Assim, ingressou com a ação pleiteando em sede de antecipação de tutela o restabelecimento da energia elétrica e no mérito a declaração de inexistência do débito e indenização por danos morais.

Citada a requerida apresentou contestação alegando que o débito é referente a recuperação de consumo resultante do processo de inspeção realizado na unidade consumidora que apurou fraude no medidor, bem como, apresentou pedido contraposto.

Os argumentos da requerida vieram desacompanhados de provas.

A requerida alegou que houve fraude no medidor e afirmou que agiu corretamente quando da elaboração do TOI (Termo de Ocorrência e Inspeção) pois as inspeções foram acompanhadas pelos filhos da requerente, sendo a requerente notificada da irregularidade.

Ocorre que a apuração da recuperação de consumo se baseia no TOI (Termo de Ocorrência e Inspeção) realizada in loco.

Após a realização da inspeção in loco, encaminhou notificação para a requerente informando a data e local para a realização da PERÍCIA, no entanto, tal perícia foi feita por empresa escolhida, unilateralmente, pela requerida.

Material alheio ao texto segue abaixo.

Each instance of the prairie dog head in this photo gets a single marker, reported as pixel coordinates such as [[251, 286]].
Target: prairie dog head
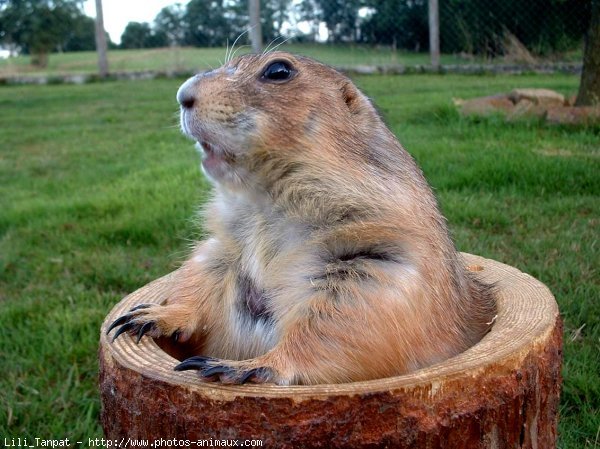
[[262, 116]]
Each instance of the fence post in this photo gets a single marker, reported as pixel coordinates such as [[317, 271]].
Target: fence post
[[101, 41], [255, 30], [434, 33]]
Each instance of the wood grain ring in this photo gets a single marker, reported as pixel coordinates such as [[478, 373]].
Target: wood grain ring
[[501, 393]]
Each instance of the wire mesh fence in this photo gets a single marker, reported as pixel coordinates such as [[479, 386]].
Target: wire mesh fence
[[395, 31], [344, 33]]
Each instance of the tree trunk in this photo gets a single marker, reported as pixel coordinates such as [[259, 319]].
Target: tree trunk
[[501, 393], [101, 47], [589, 88], [255, 28], [434, 33]]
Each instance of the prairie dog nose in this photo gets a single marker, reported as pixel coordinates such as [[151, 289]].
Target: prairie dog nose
[[186, 94]]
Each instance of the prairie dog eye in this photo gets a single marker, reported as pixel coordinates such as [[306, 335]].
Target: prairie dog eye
[[278, 72]]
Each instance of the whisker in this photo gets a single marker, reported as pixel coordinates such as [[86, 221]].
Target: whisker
[[226, 50], [232, 53], [279, 44], [271, 43], [238, 49]]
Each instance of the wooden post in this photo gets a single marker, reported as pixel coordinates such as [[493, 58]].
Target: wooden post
[[434, 33], [501, 393], [255, 28], [101, 47]]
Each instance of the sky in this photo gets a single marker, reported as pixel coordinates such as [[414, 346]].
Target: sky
[[118, 13]]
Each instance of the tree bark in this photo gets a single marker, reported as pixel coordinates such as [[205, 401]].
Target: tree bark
[[255, 27], [101, 46], [501, 393], [589, 88], [434, 33]]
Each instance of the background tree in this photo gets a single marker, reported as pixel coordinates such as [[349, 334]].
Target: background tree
[[172, 21], [589, 88], [398, 23], [341, 18], [81, 37], [212, 23], [38, 27], [542, 26], [141, 35]]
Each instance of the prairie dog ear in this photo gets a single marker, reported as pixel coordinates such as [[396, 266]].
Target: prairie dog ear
[[351, 97]]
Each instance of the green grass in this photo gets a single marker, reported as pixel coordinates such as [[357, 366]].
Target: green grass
[[193, 59], [98, 193]]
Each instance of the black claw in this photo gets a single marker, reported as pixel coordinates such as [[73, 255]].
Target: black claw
[[140, 306], [118, 322], [143, 329], [197, 362], [255, 373], [122, 329], [219, 369]]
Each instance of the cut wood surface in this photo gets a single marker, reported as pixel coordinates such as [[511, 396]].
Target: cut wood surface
[[501, 393]]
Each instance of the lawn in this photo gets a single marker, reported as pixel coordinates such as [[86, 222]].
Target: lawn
[[99, 193]]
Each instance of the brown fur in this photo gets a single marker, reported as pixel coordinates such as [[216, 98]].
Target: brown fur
[[328, 260]]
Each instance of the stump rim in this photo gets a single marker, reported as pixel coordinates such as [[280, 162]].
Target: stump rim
[[526, 312]]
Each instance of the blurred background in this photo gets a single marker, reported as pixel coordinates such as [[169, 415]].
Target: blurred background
[[100, 191], [42, 35]]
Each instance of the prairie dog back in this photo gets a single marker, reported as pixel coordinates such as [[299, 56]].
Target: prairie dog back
[[327, 259]]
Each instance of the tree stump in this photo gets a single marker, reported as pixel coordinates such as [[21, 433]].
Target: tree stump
[[501, 393]]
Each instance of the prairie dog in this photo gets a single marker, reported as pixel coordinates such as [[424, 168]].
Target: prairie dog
[[327, 259]]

Ademais, o fato de o medidor ser periciado em cidade diversa do domicílio do consumidor é um obstáculo para que o consumidor acompanhe a perícia, pois gera despesas com deslocamento e alimentação em outra cidade.

Assim, a perícia realizada, unilateralmente, pela requerida não serve como prova cabal para configurar a fraude referente ao suposto “DESVIO DE ENERGIA”, ou seja, não tem como precisar se a suposta fraude foi decorrente do rompimento do lacre com adulteração ou se esse “desvio de energia” ocorreu pela falta de manutenção do medidor ou qualquer outra falha do aparelho.

Ademais, a requerida procedeu a lavratura do TOI, sem fazer a ocorrência policial, sem a lacração do relógio retirado para a realização da perícia.

Assim, sem a comprovação da causa do suposto “DESVIO DE ENERGIA” há como imputar à parte autora a obrigação de efetuar o pagamento.

As provas trazidas pela requerida NÃO foram suficientes para provar a FRAUDE e tampouco provou que a suposta fraude foi realizada pela parte autora.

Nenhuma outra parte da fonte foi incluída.